By Jennifer M. Gangloff

John Emerson was an avid, healthy kayaker and outdoorsman when he learned he had hepatocellular carcinoma (HCC), or primary liver cancer, in May 2006. Six weeks after his diagnosis, Emerson was scheduled to have a resection to remove the diseased portion of his liver, but there wasn’t enough healthy liver. Other therapies were attempted, including a clinical trial with a new targeted cancer drug, but his tumor continued to grow through the fall. Emerson spent his last few months getting his financial affairs in order, saying goodbye to friends, soaking up as much from life as he could—and spending precious time with his new wife, Brenda, whom he married in August 2006. “When I first found out that I had HCC, it stunned me,” Emerson told CURE prior to his death on February 8 at age 59. Emerson was among the small number of HCC patients whose histories don’t fit into any of the major risk factor categories, which include the viruses hepatitis B and C and alcohol abuse.

Although researchers have made huge strides in cancer treatment in the past few decades, liver cancer remains largely untamed, resisting standard treatments. A recent highlight came in the form of a targeted agent called Nexavar® (sorafenib), which may soon become the first drug approved for advanced liver cancer after a phase III study found the drug extended survival.

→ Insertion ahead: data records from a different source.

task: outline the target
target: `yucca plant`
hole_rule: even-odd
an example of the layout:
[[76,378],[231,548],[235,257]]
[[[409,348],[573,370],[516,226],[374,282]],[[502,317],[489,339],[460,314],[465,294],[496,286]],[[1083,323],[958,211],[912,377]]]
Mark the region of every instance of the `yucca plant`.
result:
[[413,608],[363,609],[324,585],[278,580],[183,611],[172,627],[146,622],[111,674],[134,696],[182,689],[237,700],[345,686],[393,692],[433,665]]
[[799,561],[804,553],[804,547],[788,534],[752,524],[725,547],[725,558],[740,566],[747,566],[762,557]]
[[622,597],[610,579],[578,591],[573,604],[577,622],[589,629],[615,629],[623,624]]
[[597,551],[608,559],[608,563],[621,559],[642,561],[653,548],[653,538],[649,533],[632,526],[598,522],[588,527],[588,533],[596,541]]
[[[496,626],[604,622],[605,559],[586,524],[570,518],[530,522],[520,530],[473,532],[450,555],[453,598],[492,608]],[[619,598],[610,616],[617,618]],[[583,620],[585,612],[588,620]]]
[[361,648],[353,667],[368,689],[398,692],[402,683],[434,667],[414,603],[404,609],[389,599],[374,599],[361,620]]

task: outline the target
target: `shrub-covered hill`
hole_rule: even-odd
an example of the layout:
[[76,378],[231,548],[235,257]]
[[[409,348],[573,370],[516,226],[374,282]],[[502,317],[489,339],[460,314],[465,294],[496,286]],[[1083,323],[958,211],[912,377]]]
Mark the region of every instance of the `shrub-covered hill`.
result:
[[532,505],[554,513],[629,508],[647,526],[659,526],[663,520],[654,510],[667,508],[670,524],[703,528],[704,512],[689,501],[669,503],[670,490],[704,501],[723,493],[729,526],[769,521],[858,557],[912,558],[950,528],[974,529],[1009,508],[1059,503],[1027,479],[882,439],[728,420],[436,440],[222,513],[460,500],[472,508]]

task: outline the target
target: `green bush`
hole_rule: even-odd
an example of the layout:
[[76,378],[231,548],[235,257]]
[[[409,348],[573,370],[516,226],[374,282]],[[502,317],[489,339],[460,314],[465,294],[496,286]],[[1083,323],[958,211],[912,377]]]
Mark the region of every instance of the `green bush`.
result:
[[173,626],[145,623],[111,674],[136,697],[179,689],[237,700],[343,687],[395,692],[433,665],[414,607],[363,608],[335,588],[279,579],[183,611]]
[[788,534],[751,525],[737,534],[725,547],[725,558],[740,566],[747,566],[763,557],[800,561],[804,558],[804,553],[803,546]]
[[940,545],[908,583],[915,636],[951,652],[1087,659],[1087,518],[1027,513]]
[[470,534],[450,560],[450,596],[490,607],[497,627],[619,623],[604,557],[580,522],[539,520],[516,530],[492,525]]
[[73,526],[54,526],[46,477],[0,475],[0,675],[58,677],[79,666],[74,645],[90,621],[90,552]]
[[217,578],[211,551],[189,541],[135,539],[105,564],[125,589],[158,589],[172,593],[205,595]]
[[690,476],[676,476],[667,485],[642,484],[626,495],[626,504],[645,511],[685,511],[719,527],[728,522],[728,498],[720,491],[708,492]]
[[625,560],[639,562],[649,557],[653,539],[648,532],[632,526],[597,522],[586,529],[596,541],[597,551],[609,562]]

Although doctors may have found a drug that lengthens patients’ lives, HCC, sometimes called hepatoma, remains a highly aggressive cancer. HCC is a type of primary liver cancer that starts in the liver, in contrast to secondary, or metastatic, liver cancer that starts elsewhere in the body and spreads to the liver. Liver tumors, nourished with a rich supply of blood via the hepatic artery and their own blood vessels, can double in size in just three to six months and spread quickly to other organs.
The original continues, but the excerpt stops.